Re: [dev] Suckless Way to Learn How To Program

From: Szabolcs Nagy <nsz_AT_port70.net>
Date: Sat, 14 Aug 2010 01:27:45 +0200

* Brandon LaRocque <larocque.brandon_AT_gmail.com> [2010-08-13 18:20:17 -0400]:
> My son is interested in computer programming, and given the way that
> programming is being taught, I don't think it's the right way to go
> about learning.What would you guys here suggest for a self-learning
> curriculum that I could set up for him? By this, I mean languages,
> ideas, projects. I would really appreciate any help in the matter.
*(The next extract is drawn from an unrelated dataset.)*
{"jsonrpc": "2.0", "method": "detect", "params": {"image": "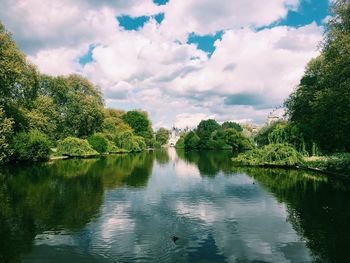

i pondered about how to learn programming myself and started
collecting links to answer it
http://port70.net/~nsz/00_prog.html
looking back now it seems like a random collection of things

i think the hard part of preparing useful course material is
to provide interesting and motivating problems with increasing
difficulty and challenges (which depends on personal taste and
changes over time, playing with qbasic used to be exciting but
i would not go back there now)

sicp used to be the basic book for teaching programming as
well as the k&r book for teaching c, however i'm not sure how
much do these motivate children nowadays (these books still
give a good understanding of a programming language and the
ways to build abstractions in relatively few pages)
the software stack got so many layers over time that the good
old low level introductions do not give a clear insight into
current systems (web, 3d, etc) which are probably the most
interesting topics right now

the advice that kernighan gives is

  No matter what, the way to learn to program is to write code,
  and rewrite it, and see it used, and rewrite again. Reading
  other people's code is invaluable as well.